Wednesday, January 09, 2013

Database Cleanup :: It's bad, but not as bad as expected

Before I began working on "cleaning up" my database in December, I took an "inventory" of the data, partially so I'd have some idea of what the project would entail, partly because I'd never looked at the database in this way before, and to some extent so I'd have some tangible evidence that something had actually been accomplished.

I've got two databases - one for Mom's ancestral lines and the other for Dad's families. For this project I'm working with the 'Phend-Brubaker' database, which is Mom's lines.
  • 7179 individuals are in the database
  • 1123 individuals were added in 2012 (between January 1st and December 10th) [15.6%]
  • 162 do not have a surname [2.3%] - I was actually surprised that this number wasn't higher. These are primarily women whose first names are from census records and for whom marriage records have not yet been obtained. And, of course, some are the very early ancestors whose maiden name seems to have never been recorded anywhere.
  • 77 do not have a birth date [1%] - Most of these do have a christening or baptism date
  • 1498 have an estimated birth date [23.7%] - Most are people for whom I have only census records and enter their dates as "about xxxx"
  • 1316 do not have a birth place [18.3%] - I could "guess" where they were born based on where the family lived but should I? Some of these were simply missed when I entered the census records.
  • 1434 are Living [20%] - Except in certain cases, if I receive information on people born after 1940, their information is entered into notes rather than creating a profile for them. The profiles of some of these people will likely "disappear" as they are moved into notes for their parents. They are "left over" from when I made an adjustment regarding who would have a profile added to the database.
  • 5744 are Dead [80%] - anyone over 105 years of age is automatically marked as deceased
Of the 5744 who are dead (Whoa! Lots of work to do in this area!):
  • 3738 have a death date [about 65.1%]
  • 2006 do not have a death date [about 34.9%]
  • 2582 have a death place [45%]
  • 3162 do not have a death place [55%] 
Of the 3738 who have a death date
  • 2577 have a death place [68.9%]
  • 1161 do not have a death place. [31.1%] Many of these death dates come from the SSDI and cemetery records, which are clues but not definitive as far as place of death.)
Missing Sources - This does not mean that I don't have a source, just that it has not been entered as such. A lot of source information was entered in notes "way back" when software didn't have sourcing capabilities. And I just never got around to doing anything about it.  the numbers aren't as bad as I thought they would be though.
  • 1621 - Births with no source
  •  579 - Marriages with no source
  •  230 - Deaths with no source
  •  317 - Burials with no source
  •  314 - Individuals with events missing sources (the individuals may have multiple events that don't have sources.)
General Notes
  • 4649 Individuals have "general" notes. This could be a brief sentence or "everything" I've found on someone but most likely something in-between. It could also be information on living people born since 1940 that have been entered into notes for their parents. Regardless, I hope to see this number fall substantially as the information is moved into events and put into sources.
The Plan, in order of priority, is to review the individuals with:
  • missing sources - which should also eliminate some of the General Notes
  • no birth date - if necessary, determine a best estimate
  • no surname - depending on where they lived, marriage records may be online
  • general notes - in some cases the general notes won't be eliminated so I'll come up with some way of identifying those that have been reviewed
Some headway has been made since the first week of December but there is still a lot to be done. Overwhelming almost. The tagging feature in Legacy (the software that I use) has been indispensable in this process and allows me to work on little bits at a time. It's a nice feeling when I get the "There are no Tagged Individuals" message. It means one small part is completed and I can move on to the next task.

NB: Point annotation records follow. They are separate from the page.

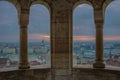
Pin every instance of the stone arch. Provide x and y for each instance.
(42, 3)
(14, 3)
(82, 2)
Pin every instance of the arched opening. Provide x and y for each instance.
(83, 35)
(39, 36)
(112, 34)
(9, 35)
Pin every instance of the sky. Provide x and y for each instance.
(39, 23)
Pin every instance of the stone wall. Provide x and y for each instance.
(95, 74)
(30, 74)
(78, 74)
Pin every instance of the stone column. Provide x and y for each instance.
(24, 20)
(99, 21)
(61, 41)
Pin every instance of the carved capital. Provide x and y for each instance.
(24, 18)
(97, 4)
(25, 4)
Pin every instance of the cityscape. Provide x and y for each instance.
(39, 53)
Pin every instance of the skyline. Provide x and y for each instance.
(83, 23)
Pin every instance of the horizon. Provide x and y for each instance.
(83, 23)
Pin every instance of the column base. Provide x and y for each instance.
(98, 65)
(21, 66)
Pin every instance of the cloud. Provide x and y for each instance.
(38, 37)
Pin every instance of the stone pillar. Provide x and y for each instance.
(61, 42)
(24, 20)
(99, 21)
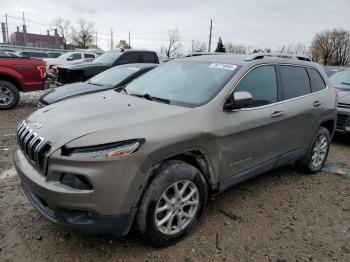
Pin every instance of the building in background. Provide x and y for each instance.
(36, 40)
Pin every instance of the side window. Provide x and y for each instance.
(131, 58)
(148, 58)
(89, 56)
(295, 81)
(75, 56)
(261, 82)
(317, 82)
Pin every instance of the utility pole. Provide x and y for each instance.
(7, 30)
(24, 32)
(96, 39)
(211, 29)
(111, 39)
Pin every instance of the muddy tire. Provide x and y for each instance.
(172, 203)
(9, 95)
(317, 153)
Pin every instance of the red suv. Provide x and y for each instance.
(19, 74)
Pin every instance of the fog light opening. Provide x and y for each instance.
(76, 181)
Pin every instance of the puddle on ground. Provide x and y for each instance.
(340, 170)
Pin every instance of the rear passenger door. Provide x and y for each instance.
(256, 141)
(129, 58)
(300, 107)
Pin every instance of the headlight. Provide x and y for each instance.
(109, 150)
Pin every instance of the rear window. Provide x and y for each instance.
(295, 82)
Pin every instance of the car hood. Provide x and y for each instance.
(71, 90)
(85, 66)
(122, 116)
(344, 96)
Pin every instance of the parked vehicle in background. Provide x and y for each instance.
(82, 72)
(180, 134)
(32, 54)
(17, 75)
(53, 72)
(67, 57)
(204, 53)
(114, 78)
(53, 54)
(341, 81)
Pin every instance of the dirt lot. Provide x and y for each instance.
(280, 216)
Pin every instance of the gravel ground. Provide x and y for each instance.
(280, 216)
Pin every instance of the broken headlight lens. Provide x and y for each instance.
(109, 150)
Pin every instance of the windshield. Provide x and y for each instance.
(66, 55)
(341, 79)
(107, 58)
(113, 76)
(184, 83)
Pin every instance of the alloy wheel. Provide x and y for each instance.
(177, 207)
(6, 96)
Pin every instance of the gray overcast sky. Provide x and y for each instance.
(259, 23)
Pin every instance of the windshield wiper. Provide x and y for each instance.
(151, 98)
(95, 84)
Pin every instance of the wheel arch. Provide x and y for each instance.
(195, 157)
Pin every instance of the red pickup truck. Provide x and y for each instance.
(19, 74)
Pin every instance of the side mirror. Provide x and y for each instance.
(238, 100)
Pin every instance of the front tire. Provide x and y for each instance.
(317, 153)
(9, 95)
(172, 203)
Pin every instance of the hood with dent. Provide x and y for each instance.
(122, 116)
(344, 96)
(85, 66)
(71, 90)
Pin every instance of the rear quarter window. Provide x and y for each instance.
(316, 80)
(295, 81)
(149, 58)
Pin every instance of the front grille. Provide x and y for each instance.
(33, 146)
(343, 105)
(341, 121)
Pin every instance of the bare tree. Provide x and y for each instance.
(331, 47)
(199, 46)
(83, 34)
(174, 44)
(236, 49)
(64, 29)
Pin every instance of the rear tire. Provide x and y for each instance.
(9, 95)
(172, 203)
(317, 153)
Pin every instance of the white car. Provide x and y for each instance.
(76, 56)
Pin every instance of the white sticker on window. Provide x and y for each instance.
(223, 66)
(134, 68)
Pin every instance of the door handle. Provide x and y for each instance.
(317, 103)
(277, 114)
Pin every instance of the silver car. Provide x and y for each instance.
(152, 155)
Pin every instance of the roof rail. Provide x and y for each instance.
(280, 55)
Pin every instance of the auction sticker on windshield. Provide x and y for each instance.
(223, 66)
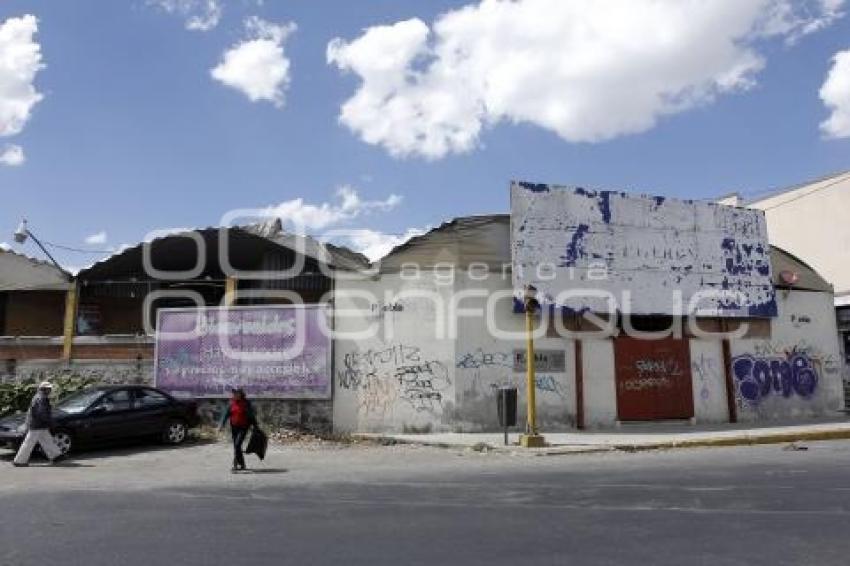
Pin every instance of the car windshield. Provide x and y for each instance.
(78, 402)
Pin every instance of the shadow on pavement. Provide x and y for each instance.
(125, 448)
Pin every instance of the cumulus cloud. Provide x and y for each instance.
(12, 155)
(20, 61)
(835, 93)
(258, 66)
(200, 15)
(96, 239)
(588, 70)
(374, 244)
(347, 206)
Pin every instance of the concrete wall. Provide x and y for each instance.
(431, 364)
(811, 223)
(796, 373)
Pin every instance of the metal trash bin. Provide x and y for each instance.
(507, 405)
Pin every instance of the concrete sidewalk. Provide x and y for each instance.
(631, 437)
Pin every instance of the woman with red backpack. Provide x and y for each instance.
(241, 415)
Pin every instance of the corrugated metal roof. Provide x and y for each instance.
(486, 239)
(23, 273)
(336, 257)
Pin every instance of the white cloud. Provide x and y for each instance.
(201, 15)
(376, 245)
(20, 61)
(305, 216)
(258, 66)
(96, 239)
(835, 94)
(588, 70)
(12, 155)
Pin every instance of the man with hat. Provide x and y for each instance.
(39, 421)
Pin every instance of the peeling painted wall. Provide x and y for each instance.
(312, 415)
(641, 249)
(484, 362)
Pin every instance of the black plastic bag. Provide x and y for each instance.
(258, 444)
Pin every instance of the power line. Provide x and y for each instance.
(813, 191)
(78, 250)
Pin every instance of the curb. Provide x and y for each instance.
(564, 450)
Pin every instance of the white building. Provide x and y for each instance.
(810, 220)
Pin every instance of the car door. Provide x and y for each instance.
(109, 418)
(151, 410)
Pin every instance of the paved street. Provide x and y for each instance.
(417, 505)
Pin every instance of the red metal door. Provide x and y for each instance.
(653, 379)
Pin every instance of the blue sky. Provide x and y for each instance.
(134, 134)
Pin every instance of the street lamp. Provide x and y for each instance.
(531, 439)
(21, 235)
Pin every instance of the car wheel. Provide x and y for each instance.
(175, 432)
(63, 441)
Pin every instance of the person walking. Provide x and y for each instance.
(39, 420)
(241, 415)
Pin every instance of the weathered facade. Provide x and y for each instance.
(427, 360)
(810, 221)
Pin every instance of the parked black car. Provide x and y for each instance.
(106, 414)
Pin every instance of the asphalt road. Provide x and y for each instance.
(407, 505)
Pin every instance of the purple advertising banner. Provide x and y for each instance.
(273, 352)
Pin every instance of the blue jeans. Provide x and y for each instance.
(239, 433)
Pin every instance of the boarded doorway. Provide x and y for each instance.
(653, 379)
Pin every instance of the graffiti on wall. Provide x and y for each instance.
(398, 373)
(487, 371)
(794, 373)
(707, 373)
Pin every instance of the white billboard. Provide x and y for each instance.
(610, 251)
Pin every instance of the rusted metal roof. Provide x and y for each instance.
(23, 273)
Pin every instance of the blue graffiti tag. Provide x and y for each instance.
(757, 377)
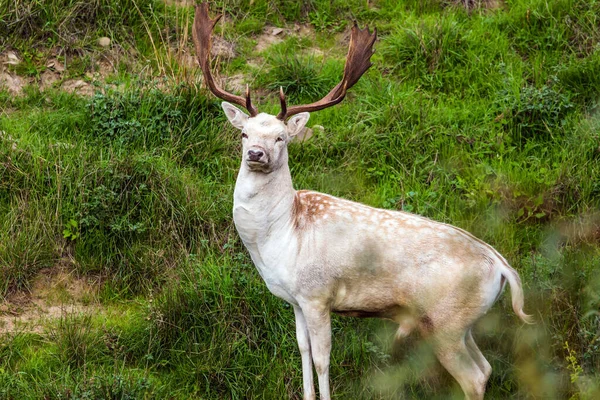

Published under a Creative Commons License.
Becky Wiseman, "Database Cleanup :: It's bad, but not as bad as expected," Kinexxions, posted January 9, 2013 ( : accessed [access date])


Barbara Poole said...

Becky, very interesting stats. Now, I would like to do the same thing, but how? Could you please give me easy instructions? Thank you.

Linda Edwards said...

As always I'm impressed with your doggedness on such a daunting project.

Unknown said...

In the midst of bringing my database up to GPS as far as sourcing goes. My two database combined are not nearly as large as your one database, only about 2500 individuals.

I wish you luck in this endeavor. I can tell you, one fringe benefit, is new leads and ideas come up as you go along.

Becky Wiseman said...

Barbara, do you use Legacy?

Becky Wiseman said...

Thank you Linda. I've been putting this off for sooooo long and finally decided to 'just do it' and am hoping it won't take all year to finish!

Becky Wiseman said...

Thanks Rorey, I can use all the luck I can get! As far as bringing sources up to any standard - well, that will be a future project. I'm trying to be do it better as I source the data that didn't get entered but the sources that are already there will wait for another time. Something to look forward to!

I'm enjoying getting 'reacquainted' with some of the people in my database as I go along in this process. And I'm making notes on future 'To Do' items as well.